# Examining the effects of ownership on software quality
## The Case Of Lucene

We want to replicate the [study](http://dl.acm.org/citation.cfm?doid=2025113.2025119 "Examining the effects of ownership on software quality") done by Bird et al. and published at FSE'11. The idea is to see the results of a similar investigation on an OSS system. We select [Lucene](https://lucene.apache.org/core/), a search engine written in Java.

## Data collection

First we need to get the data to create our **table**, in other words we do what is called *data collection*.

In our case, we are interested in checking the relation between some ownership related metrics and post-release bugs. We investigating this relation at *file level*, because we focus on Java and in this language the building blocks are the classes, which most of the time correspond 1-to-1 to files.

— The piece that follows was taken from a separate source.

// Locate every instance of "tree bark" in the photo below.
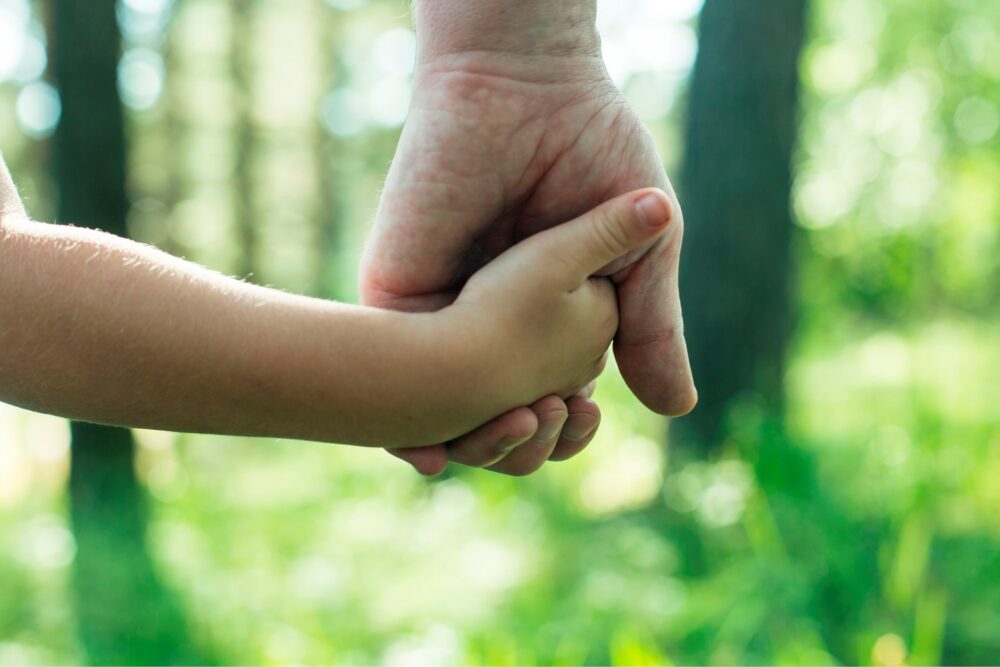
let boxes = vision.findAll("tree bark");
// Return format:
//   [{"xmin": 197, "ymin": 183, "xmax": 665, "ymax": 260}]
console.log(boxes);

This means that our table will have one row per each source code file and as many columns as the metrics we want to compute for that file, plus one column with the number of post release bugs.

### Collecting git data

For computing most of the metrics we want to investigate (e.g., how many people changed a file in its entire history) we need to know the history of files. We can do so by analyzing the *versioning system*. In our case, Lucene has a Subversion repository, but a [git mirror](https://github.com/apache/lucene-solr.git) is also available. We use the git repository as it allows to have the entire history locally, thus making the computations faster.

We clone the repository. For this we use the python library 'sh'.

In [1]:
import sh

We start by cloning the repository

In [2]:
sh.git.clone("https://github.com/apache/lucene-solr.git")

And we make sure that we point our 'git' command to the right directory.

In [3]:
git = sh.git.bake(_cwd='lucene-solr')
git.status()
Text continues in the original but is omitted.